Siara’s knees buckled, and she slid down onto the cold, bloodstained floor. Her arms wrapped around herself, as if trying to hold together the pieces of a soul that had been shattered long ago. The ice queen, untouchable, unbreakable—was gone again. She was not the untamed storm. She was just a woman.

A woman whose pain was too vast, too unbearable to be contained in a single body.

Her sobs tore through the silence, raw, unrestrained, the kind of cries that had no end. She turned to her father, who had sunk to the floor beside her, his body trembling, his mind barely able to comprehend the weight of what had been done to his little girl.

Her broken voice trembled as she spoke, each word carving through the walls of his soul.

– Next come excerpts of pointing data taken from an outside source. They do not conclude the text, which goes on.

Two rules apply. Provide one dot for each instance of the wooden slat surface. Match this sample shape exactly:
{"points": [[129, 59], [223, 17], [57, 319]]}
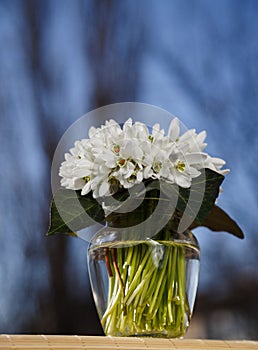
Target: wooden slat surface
{"points": [[55, 342]]}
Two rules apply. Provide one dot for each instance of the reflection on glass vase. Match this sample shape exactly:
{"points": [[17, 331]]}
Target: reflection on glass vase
{"points": [[144, 288]]}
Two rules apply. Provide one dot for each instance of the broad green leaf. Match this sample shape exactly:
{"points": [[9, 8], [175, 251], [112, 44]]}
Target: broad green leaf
{"points": [[219, 220], [71, 212]]}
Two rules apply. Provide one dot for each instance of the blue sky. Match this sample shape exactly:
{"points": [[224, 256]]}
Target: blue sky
{"points": [[199, 61]]}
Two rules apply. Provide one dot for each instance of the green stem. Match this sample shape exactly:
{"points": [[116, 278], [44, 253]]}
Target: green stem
{"points": [[147, 292]]}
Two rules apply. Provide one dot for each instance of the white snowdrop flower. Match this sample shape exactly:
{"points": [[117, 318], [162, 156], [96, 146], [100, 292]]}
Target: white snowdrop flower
{"points": [[119, 157]]}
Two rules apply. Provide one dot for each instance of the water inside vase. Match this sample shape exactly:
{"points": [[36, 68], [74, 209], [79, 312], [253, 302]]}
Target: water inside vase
{"points": [[144, 288]]}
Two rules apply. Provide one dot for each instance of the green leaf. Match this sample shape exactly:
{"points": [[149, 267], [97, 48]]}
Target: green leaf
{"points": [[219, 220], [197, 201], [71, 212]]}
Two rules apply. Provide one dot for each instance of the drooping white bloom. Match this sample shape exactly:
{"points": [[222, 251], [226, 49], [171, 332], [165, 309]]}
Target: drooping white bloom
{"points": [[119, 157]]}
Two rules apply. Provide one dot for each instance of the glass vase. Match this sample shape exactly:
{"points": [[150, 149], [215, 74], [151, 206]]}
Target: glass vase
{"points": [[147, 287]]}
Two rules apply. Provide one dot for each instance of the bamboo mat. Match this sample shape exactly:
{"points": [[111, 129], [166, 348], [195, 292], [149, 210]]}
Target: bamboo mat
{"points": [[58, 342]]}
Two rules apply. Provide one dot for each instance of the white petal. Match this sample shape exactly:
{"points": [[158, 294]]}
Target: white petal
{"points": [[174, 129], [103, 188], [195, 158]]}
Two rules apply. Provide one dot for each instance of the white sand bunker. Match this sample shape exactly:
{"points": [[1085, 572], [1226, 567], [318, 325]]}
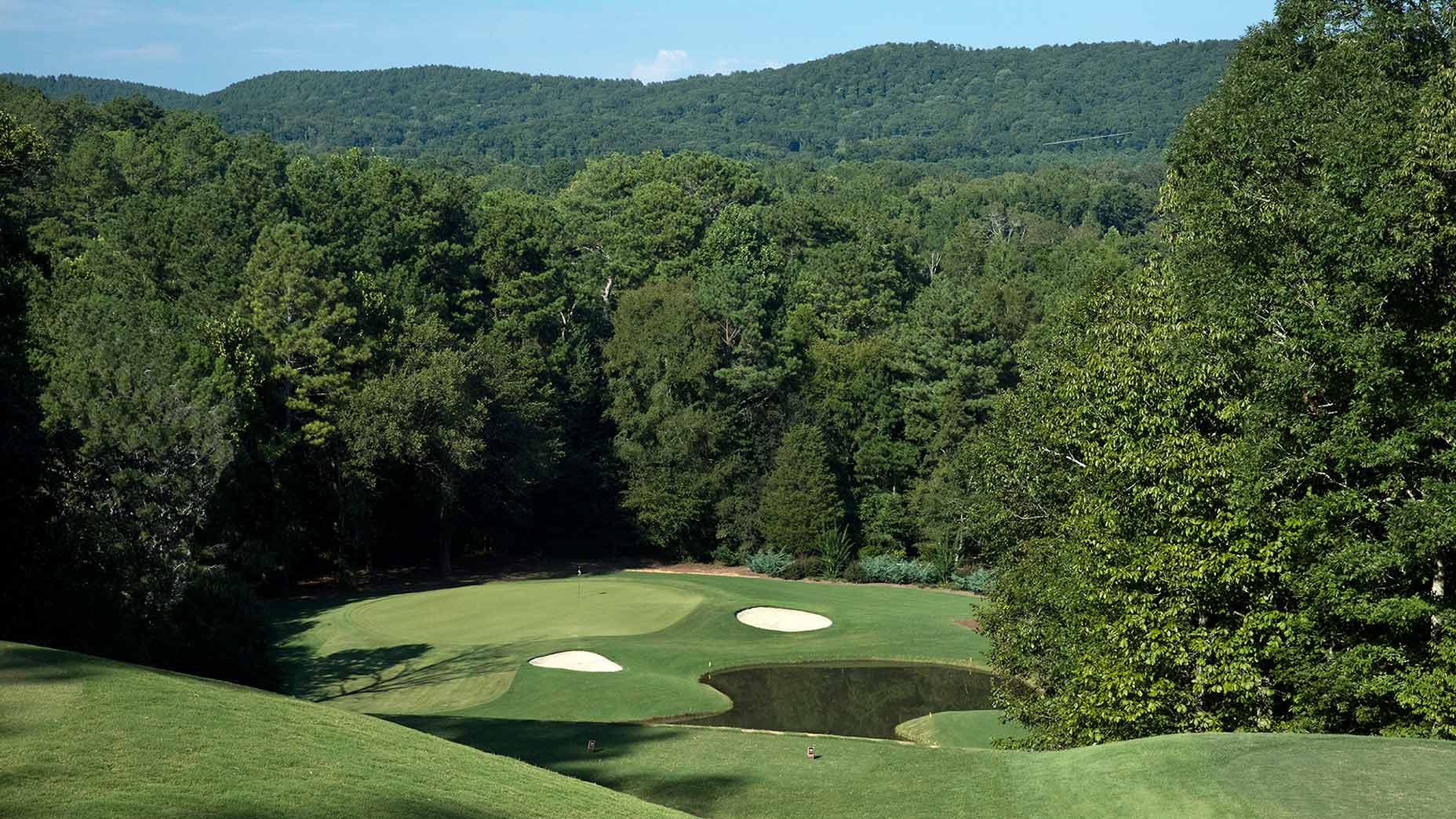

"W-why… w-why did this happened to me?" Her breath hitched, her chest rising and falling in sharp, uneven gasps. "W-what wrong… I-I ever did to anyone?" Her fingers dug into her arms as she clung to herself, her body convulsing with grief. "W-why me, Papa?"

She was looking at him, begging him for answers he would never have.

Because what could a father say—when the girl he once carried in his arms, the daughter he swore to protect, was now crumbling before him?

What words could ever undo the agony?

What comfort could exist in a world that had failed her so cruelly?

Tears streamed down his face, but he had no voice, no strength to speak. He could only stare at her, his heart breaking in ways that no man should ever have to endure.

Because a father is meant to be his daughter’s shield.

And yet—he had not been there when she needed him most.

And now, she wasn’t asking for justice. She wasn’t asking for revenge.

She was just asking why.

And that was the one answer he would never have.